When I first joined, I thought technical skill was the only core competency, so I spent evenings learning frameworks, reading docs, trying new tools, trying to cram all tech into my head.

After three months I realized my presence in the team was low: tasks were not assigned to me, my code was constantly rewritten, and I didn’t know what to say in meetings.

Technical ability was fine, but I didn’t know how to “get things done”.

Most Important #1: Understand Before You Act

On the first day many people instinctively try to “do something” to prove themselves, ending up writing code that violates team standards and has to be torn down.

Correct approach:

Run the project first to understand the business.

Read existing code to grasp the team’s coding style.

Clarify the task context: who uses the feature, any edge cases.

Spending two days to understand before coding saves three days of rework.

Most Important #2: Proactively Sync Progress

Newcomers often work in isolation and report only after finishing a task, which makes leaders anxious because they don’t know where blockers are.

Better practice:

Receive task → Break into subtasks → Estimate time → Proactively sync → Raise blockers promptly

Sending a brief progress update each day is more reassuring than delivering a complete feature at month’s end.

Most Important #3: Asking Questions Is a Technical Skill

How you ask determines how others perceive you.

Bad question:

"How do I implement this feature?"

Good question:

"I plan to: fetch user info, validate permissions, then update status. I'm unsure whether permission checks belong in the Controller or Service layer. How do you usually handle this?"

Think first, then articulate your current thinking so the responder can give targeted advice.

Most Important #4: Build Your Own Task List

Memory fails, especially when juggling multiple tasks.

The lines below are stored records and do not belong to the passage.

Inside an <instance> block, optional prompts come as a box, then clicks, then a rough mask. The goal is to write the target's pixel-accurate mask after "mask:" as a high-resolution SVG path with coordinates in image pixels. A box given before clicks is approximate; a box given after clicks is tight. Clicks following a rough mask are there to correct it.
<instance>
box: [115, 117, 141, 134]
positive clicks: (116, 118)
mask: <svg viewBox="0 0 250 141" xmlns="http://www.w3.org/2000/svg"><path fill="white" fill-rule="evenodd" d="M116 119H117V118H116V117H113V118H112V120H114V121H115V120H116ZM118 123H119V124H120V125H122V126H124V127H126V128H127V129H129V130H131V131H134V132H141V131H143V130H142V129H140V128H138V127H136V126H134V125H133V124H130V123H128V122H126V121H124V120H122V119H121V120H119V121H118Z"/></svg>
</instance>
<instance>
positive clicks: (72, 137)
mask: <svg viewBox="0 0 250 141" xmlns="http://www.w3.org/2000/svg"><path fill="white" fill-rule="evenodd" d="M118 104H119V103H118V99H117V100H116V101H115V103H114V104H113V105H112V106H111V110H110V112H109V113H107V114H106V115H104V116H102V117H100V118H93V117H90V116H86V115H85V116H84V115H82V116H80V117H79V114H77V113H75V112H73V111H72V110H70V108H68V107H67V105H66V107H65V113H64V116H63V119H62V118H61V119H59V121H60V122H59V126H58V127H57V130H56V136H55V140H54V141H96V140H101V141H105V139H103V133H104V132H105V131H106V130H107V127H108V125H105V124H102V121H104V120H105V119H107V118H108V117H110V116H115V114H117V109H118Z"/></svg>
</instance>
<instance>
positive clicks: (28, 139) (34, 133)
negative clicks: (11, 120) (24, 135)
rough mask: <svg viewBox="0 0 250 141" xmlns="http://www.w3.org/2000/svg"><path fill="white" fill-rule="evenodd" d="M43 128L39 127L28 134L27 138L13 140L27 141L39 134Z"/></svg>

Write down three top tasks each morning and review completion at day’s end. Simple tools like a memo or Notion suffice.

This habit clarifies your contributions during performance reviews.

Most Important #5: Expose Mistakes Quickly

It’s normal for newcomers to err. The worst approach is to hide the mistake, try to fix it alone, and only admit it after it escalates.

Correct approach:

Immediately inform the leader, explain impact and your remediation plan. Most issues are less severe than feared; delaying makes them worse.

One‑Sentence Summary

Technical skill is only a ticket; communication, collaboration, and self‑management are what keep you firmly in the team.